Tak lama, ponsel dari balik sakunya berdering. Tertera nama Zane di sana. Ia pun segera menerimanya.

"Halo? Kak Nath masih lama sampenya? Kita semua udah kumpul di studio."

Dari sini, Nathan dapat mendengar betapa berisiknya perpaduan suara Ahlan dan Marisa beserta petikan gitar listrik yang sangat keras.

"Tolong diem sebentar. Abang lagi bicara sama kak Nath," seru Zane menginterupsi mereka yang kemudian langsung dipatuhi.

"Halo, Kak? Denger kan suaraku?"

Nathan mengangguk. "Iya denger."

Pria itu menghembuskan napas menatap langit-langit ruangan. "Malam ini, kakak ngga bisa dateng latihan."

Ia berbicara tanpa tahu bahwa adik-adiknya kini telah duduk melingkar dan meminta Zane untuk menekan simbol speaker.

"Kenapa?" tanya Zane.

"Temen kerja ada yang dirawat di rumah sakit."

Marisa dan Ahlan saling melempar pandang. "Temen perempuan yang dikejar-kejar kak Nath malam itu bukan sih?"

Ahlan menjentikkan jari. "Nah! Akhirnya kita punya pikiran yang sama."

Sedangkan Zane hanya mengernyit. Tak paham siapa yang tengah mereka bicarakan.

Nathan terkekeh mendengarnya. "Heh! Kalian semua lagi nguping ya? Ketauan kan!"

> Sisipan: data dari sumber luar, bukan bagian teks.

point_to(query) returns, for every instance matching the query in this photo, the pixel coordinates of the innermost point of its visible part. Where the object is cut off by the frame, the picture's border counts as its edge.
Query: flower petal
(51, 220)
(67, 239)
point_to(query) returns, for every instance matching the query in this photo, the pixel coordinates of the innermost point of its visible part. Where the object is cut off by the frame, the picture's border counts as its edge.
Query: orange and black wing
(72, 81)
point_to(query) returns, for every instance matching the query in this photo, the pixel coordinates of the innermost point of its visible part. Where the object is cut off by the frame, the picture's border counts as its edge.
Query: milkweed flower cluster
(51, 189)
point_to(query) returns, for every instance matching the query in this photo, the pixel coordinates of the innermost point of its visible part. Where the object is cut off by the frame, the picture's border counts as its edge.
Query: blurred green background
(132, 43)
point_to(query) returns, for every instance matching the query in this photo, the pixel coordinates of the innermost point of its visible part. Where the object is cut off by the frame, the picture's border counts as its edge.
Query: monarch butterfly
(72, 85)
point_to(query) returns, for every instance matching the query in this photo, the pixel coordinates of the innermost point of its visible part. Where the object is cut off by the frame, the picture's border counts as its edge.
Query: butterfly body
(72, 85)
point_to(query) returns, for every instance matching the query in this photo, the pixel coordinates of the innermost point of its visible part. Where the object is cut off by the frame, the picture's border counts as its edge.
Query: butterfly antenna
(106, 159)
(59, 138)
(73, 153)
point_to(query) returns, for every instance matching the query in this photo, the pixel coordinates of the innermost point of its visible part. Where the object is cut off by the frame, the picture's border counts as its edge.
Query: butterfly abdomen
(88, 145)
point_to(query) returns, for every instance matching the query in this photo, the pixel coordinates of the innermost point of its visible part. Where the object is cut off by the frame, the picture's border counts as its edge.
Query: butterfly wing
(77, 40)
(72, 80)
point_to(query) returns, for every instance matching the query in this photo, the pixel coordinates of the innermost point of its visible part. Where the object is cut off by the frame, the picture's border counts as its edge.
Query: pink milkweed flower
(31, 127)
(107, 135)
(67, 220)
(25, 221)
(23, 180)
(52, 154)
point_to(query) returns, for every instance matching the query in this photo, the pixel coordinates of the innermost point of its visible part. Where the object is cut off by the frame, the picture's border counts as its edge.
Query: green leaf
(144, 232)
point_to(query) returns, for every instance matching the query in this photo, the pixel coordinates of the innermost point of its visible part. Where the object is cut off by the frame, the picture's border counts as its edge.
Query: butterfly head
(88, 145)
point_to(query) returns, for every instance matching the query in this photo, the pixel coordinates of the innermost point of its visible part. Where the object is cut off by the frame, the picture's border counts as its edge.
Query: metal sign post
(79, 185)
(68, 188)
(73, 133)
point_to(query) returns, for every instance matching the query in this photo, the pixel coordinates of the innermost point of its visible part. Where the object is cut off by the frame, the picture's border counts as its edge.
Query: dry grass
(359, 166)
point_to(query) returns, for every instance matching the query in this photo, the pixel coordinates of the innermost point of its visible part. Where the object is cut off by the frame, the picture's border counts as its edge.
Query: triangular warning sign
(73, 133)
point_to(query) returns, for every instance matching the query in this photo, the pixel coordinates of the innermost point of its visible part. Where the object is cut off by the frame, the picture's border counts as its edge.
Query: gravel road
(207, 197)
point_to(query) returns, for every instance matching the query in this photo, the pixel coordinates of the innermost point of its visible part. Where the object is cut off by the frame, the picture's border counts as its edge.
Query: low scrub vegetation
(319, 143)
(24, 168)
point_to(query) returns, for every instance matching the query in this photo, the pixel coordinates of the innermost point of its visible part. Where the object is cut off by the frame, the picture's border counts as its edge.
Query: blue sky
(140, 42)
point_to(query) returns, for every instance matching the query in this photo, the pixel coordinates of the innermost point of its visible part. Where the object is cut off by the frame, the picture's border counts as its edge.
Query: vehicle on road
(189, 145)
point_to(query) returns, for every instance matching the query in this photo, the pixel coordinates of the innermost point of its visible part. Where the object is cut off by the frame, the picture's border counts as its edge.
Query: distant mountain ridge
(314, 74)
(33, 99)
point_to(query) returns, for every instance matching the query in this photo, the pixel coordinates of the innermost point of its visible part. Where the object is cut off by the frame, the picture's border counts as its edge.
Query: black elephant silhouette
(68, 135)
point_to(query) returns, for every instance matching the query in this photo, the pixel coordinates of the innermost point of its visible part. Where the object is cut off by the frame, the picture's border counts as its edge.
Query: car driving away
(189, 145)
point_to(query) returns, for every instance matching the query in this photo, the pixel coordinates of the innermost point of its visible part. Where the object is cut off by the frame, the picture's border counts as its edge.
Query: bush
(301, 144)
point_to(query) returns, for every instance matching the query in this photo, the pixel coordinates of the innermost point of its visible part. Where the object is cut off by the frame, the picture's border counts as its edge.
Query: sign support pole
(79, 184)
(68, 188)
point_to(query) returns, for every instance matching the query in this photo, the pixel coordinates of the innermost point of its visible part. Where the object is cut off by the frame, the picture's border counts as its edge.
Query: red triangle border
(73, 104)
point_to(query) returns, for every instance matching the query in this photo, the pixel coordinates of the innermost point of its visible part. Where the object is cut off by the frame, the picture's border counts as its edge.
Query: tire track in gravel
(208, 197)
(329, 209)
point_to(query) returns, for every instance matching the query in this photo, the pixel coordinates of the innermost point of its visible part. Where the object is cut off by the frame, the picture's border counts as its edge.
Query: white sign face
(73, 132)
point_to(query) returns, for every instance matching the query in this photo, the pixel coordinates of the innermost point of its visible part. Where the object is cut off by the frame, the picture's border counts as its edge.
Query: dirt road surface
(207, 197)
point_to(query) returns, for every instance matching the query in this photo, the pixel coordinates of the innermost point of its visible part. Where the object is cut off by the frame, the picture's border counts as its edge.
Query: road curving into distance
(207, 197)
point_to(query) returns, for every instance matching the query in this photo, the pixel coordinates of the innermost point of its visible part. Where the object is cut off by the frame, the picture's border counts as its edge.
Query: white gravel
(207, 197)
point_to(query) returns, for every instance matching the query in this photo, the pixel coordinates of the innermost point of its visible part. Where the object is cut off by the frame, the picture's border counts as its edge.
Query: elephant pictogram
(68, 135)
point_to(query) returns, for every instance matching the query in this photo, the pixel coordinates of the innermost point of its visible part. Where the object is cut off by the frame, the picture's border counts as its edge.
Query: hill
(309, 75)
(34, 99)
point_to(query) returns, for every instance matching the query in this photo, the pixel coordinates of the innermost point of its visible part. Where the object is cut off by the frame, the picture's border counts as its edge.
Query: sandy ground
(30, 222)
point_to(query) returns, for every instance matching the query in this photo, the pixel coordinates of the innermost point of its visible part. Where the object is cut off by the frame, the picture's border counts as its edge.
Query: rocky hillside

Sontak gadis itu menutup mulut keceplosan. Kemudian, ia mulai membuka suara secara terang-terangan. "Temen kak Nath sakit apa?"

"Kata dokter, dia dirawat di rumah sakit karena luka tusuk di perut. Udah di operasi juga. Sayangnya ... Dari awal kakak di sini, ngga ada satupun anggota keluarganya yang dateng."

Nathan menghela napas. "Entahlah, kakak juga ngga ngerti masalahnya. Tapi maaf banget ya, hari ini kakak libur latihan dulu."

"Iya, Kak. Ngga papa. Kita maklumin juga. Ngomong-ngomong ... Temen kakak dirawat di rumah sakit apa?" sahut Zane.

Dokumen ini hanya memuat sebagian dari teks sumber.